Einstein summation notation in Julia. Similar to numpy's einsum
function. To install: Pkg.add("Einsum")
.
using Einsum
A = zeros(5,6,7); # need to preallocate destination
X = randn(5,2)
Y = randn(6,2)
Z = randn(7,2)
@einsum A[i,j,k] = X[i,r]*Y[j,r]*Z[k,r]
The @einsum
macro automatically generates code that looks much like the following (note that we "sum out" over the index r
, since it only occurs on the right hand side of the equation):
for k = 1:size(A,3)
for j = 1:size(A,2)
for i = 1:size(A,1)
s = 0
for r = 1:size(X,2)
s += X[i,r] * Y[j,r] * Z[k,r]
end
A[i,j,k] = s
end
end
end
To see exactly what is generated, use macroexpand
:
macroexpand(:(@einsum A[i,j,k] = X[i,r]*Y[j,r]*Z[k,r]))
Many of the operations possible with @einsum
can also be
expressed using Julia's colon notation or by working with
entire arrays. Julia array operations
almost always create temporaries. Especially
in the case of working with short vectors in an inner
loop, the creation of temporaries can kill performance.
Thus, for-loops may be preferable, and @einsum
provides
a means to express for-loops succinctly.
A particular application of @einsum
is to finite element
analysis. Often the inner assembly loop involves many
operations on short vectors.
The LHS must be a subscripted array expression. The RHS can be an arbitrary expression. All variable names on both sides of the equation are interpreted as dummy indices. The exceptions are as follows: a variable name followed by square brackets (to indicate subscripting), or followed by parentheses (to indicate function call), or followed by a dot (to indicate field membership) are treated literally rather than as dummies.
If a program variable is needed literally in the LHS or RHS and does not fall into the three categories mentioned in the last paragraph, precede it with a colon to indicate that it is not a dummy variable.
@einsum A[i,:j] = X[i,:j] + y[i]
In the above snippet, i
is a dummy variable while j
is a program
variable.
The assignment operation may also be +=
or -=
.
A variant of @einsub
is @einsub_inbounds
, which skips
over consistent size-checks and
bounds checking in the subscripting operation.
Again, you can use macroexpand
to see the exact code that is generated.
The @fastcopy
macro carries out array copying operations
indicated by a colon subscript using
a loop instead of Julia's array operations. Again, the
purpose is to avoid creation of temporaries. Here is an
example:
@fastcopy a[m:n] = b[m:n] + c[r:p]
For this to be valid one must have p-r==n-m
.
The @fastcopy
macro may be used in tandem with the
@einsum
macro in applications
of the following form.

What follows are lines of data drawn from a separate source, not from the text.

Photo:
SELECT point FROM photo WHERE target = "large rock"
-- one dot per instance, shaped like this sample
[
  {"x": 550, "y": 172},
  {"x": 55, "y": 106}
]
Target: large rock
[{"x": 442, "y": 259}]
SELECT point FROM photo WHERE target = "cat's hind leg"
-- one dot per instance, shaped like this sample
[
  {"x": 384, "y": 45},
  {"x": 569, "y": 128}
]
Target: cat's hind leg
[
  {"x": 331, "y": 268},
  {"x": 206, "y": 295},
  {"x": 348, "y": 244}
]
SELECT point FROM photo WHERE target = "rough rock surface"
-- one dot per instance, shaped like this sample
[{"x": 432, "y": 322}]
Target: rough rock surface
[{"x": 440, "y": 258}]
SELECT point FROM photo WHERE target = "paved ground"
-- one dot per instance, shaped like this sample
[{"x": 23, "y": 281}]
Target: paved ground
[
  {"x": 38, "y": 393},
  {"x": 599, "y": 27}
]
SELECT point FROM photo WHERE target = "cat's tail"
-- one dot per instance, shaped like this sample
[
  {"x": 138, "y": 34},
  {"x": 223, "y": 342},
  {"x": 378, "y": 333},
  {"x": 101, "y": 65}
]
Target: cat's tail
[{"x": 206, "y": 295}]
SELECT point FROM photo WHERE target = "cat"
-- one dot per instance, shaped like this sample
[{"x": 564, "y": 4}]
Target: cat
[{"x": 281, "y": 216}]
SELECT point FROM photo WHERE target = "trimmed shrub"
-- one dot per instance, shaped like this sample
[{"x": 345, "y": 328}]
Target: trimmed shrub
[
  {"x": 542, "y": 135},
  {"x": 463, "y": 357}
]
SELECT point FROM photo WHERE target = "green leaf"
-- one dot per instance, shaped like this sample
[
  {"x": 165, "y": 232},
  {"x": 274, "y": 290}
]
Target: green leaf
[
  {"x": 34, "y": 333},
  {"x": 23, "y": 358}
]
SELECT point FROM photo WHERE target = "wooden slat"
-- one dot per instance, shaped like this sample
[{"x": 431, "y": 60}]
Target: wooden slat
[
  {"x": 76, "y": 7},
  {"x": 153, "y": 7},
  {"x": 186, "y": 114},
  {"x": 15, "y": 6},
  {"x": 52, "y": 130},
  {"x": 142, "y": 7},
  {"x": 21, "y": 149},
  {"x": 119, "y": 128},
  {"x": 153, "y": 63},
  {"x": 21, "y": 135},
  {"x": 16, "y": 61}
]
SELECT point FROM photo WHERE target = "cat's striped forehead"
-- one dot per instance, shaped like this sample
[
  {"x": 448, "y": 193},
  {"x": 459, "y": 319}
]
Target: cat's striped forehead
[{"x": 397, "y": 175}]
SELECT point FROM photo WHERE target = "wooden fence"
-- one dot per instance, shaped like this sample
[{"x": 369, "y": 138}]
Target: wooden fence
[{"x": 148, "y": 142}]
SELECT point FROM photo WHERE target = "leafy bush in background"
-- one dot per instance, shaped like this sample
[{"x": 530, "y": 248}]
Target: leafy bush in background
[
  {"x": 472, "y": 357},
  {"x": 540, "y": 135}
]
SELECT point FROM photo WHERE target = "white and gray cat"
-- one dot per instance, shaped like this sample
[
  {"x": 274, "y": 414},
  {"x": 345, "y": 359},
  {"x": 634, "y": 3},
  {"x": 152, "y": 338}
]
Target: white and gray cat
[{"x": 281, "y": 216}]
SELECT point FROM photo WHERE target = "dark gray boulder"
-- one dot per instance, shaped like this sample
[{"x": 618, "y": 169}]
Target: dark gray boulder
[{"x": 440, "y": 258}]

One starts with a big
vector, e.g., the assembled load vector in finite element analysis.
From this, one
copies out a small vector using @fastcopy
, operates on it with
@einsum
, and then replaces it in the big vector with @fastcopy
.
An alternative would be the sub
operation to extract subarrays
of the big vector, but this operation has the drawback that sub
returns
a heap-allocated object. This can be a performance-killer in an
inner loop that operates on short vectors. In this setting,
copying in and out with @fastcopy
may be preferable.
The @fastcopy_inbounds
macro performs the same function
as @fastcopy
but skips all bounds checking.
See the benchmarks/
folder for code.
Julia:
julia> @time benchmark_einsum(30)
2.237183 seconds (12 allocations: 185.429 MB, 0.23% gc time)
Python:
In [2]: %timeit benchmark_numpy(30)
1 loop, best of 3: 9.27 s per loop